There is no other ship among the stars than this.
The wind of death is a bright kiss
Upon the lips
Of every immigrant, as upon yours and mine--
Theirs is the stinging brine
And sun and open sea,
And theirs the arching sky, eternity."
And Celia had my homage. I was wrong.
Immigrants all, one ship we ride,
Man and his bride
The journey through.
O let it be with a bridal-song!...
"My shipmates are as many as eternity is long:
The unborn and the living and the dead--
And, Celia, you!"
III
That midnight when the moon was tall
I walked alone by the white lake--yet with a vanished race
And with a race to come. To walk with dead men is to pray,
To walk with men unborn--to find the way.
I have seen many days. That night I watched them all.
I have seen many a sign and trace
Of beauty and of hope:
An elm at night; an arrowy waterfall;
The illimitable round unbroken scope
Of life; a friend's unfrightened dying face.

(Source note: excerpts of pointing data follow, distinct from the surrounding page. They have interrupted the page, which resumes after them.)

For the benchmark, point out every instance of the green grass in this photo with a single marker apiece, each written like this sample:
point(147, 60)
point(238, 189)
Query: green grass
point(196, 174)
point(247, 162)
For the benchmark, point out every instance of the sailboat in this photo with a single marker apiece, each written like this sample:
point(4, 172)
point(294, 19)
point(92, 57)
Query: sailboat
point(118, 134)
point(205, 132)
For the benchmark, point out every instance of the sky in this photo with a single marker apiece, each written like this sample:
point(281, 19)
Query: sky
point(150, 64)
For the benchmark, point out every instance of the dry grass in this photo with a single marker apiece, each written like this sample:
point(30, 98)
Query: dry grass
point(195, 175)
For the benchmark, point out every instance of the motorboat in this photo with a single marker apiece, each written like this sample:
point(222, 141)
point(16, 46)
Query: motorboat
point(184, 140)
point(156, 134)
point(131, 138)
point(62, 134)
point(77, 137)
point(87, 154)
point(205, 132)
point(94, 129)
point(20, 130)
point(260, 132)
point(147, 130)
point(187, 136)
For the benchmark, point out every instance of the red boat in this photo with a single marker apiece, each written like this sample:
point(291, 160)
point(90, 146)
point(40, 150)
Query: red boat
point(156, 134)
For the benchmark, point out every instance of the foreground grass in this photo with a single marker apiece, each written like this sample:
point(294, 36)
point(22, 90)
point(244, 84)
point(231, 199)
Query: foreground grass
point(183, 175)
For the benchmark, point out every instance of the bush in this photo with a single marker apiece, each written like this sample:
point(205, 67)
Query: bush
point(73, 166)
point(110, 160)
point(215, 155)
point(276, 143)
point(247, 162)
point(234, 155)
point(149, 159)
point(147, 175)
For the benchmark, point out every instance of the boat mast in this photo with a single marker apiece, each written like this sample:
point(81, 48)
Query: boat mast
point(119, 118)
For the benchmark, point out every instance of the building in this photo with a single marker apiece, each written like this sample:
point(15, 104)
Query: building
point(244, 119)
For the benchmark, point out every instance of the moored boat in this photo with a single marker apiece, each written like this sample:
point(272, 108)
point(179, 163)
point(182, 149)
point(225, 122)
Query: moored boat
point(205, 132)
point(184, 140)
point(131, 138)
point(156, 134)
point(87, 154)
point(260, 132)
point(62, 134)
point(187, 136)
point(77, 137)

Though I have heard the cry of fear in crowded loneliness of space,
Dead laughter from the lips of lust,
Anger from fools, falsehood from sycophants,
(My fear, my lips, my anger, my disgrace)
Though I have held a golden cup and tasted rust,
Seen cities rush to be defiled
By the bright-fevered and consuming sin
Of making only coin and lives to count it in,
Yet once I watched with Celia,
Watched on a ferry an Italian child,
One whom America
Had changed.
His cheek was hardy and his mouth was frail
For sweetness, and his eyes were opening wild
As with wonder at an unseen figure carrying a grail.
Perhaps he faced, as I did in his glance,
The spirit of the living dead who, having ranged
Through long reverses, forward without fail
Carry deliverance
From privilege and disinheritance,
Until their universal soul shall prove
The only answer to the ache of love.
"America was wistful in that child,"
Said Celia afterwards--and smiled
Because all three of us were immigrants,
Each voyaging into each.
Over the city-roofs, the sun awoke
Bright in the dew
Of a marvellous morning, while she spoke
Of the sun, the dew, the wonder, in a child:
"He who devises tyranny," she said,
"Denies the resurrection of the dead,
Beneath his own degree degrades himself,
Invades himself with ugliness and wars.